In the future, more open LLMs and LLM servers (that can host OpenAI-compatible ChatCompletion endpoints) may start including parsing code to do this automatically as standard practice. However, in the meantime, when you see a model that says it supports “function calling”, like Airoboros, it doesn't mean that you can just load Airoboros into a ChatCompletion-compatible endpoint like WebUI, and then use the same OpenAI API call and it'll just work.

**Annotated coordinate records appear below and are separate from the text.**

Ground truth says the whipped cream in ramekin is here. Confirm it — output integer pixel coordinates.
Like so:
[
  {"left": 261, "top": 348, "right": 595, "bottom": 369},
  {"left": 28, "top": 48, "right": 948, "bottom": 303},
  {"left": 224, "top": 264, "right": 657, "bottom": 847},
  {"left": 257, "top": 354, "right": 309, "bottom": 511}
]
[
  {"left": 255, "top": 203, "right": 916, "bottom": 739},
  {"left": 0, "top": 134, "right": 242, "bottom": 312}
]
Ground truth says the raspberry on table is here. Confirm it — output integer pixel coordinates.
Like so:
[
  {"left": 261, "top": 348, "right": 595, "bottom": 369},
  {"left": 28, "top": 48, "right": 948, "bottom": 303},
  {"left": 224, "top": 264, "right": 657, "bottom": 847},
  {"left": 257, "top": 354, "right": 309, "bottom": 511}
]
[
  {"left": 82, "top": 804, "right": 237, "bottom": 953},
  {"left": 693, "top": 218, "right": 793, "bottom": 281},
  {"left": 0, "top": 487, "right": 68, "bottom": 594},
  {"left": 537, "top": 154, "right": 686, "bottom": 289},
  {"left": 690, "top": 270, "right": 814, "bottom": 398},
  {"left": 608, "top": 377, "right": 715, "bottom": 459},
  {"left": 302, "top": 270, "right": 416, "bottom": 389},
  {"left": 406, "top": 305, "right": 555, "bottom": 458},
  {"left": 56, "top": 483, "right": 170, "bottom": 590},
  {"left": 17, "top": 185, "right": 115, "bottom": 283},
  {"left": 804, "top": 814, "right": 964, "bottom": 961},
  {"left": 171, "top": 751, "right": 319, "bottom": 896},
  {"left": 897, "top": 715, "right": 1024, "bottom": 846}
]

  1. When a model page says it supports function calling, they probably mean that the model was fine-tuned on some function call data (not that you can just use ChatCompletion with functions out-of-the-box). Remember, LLMs are just string-in-string-out, so there are many ways to format the function call data. E.g. Airoboros formats the function schema in YAML style (see https://huggingface.co/jondurbin/airoboros-l2-70b-3.1.2#agentfunction-calling) and the output is in JSON style. To get this to work behind a ChatCompletion API, you still have to do the parsing from functions keyword arg (containing the schema) to the model's expected schema style in the prompt (YAML for Airoboros), and you have to run some code to extract the function call (JSON for Airoboros) and package it cleanly as a function_call field in the response.

  2. Partly because of how complex it is to support function calling, most (all?) of the community projects that do OpenAI ChatCompletion endpoints for arbitrary open LLMs do not support function calling, because if they did, they would need to write model-specific parsing code for each one.

What is this all this extra code for?

Because of the poor state of function calling support in existing ChatCompletion API serving code, we instead provide a light wrapper on top of ChatCompletion that adds parsers to handle function calling support. These parsers need to be specific to the model you're using (or at least specific to the way it was trained on function calling). We hope that our example code will help the community add additional compatability of MemGPT with more function-calling LLMs - we will also add more model support as we test more models and find those that work well enough to run MemGPT's function set.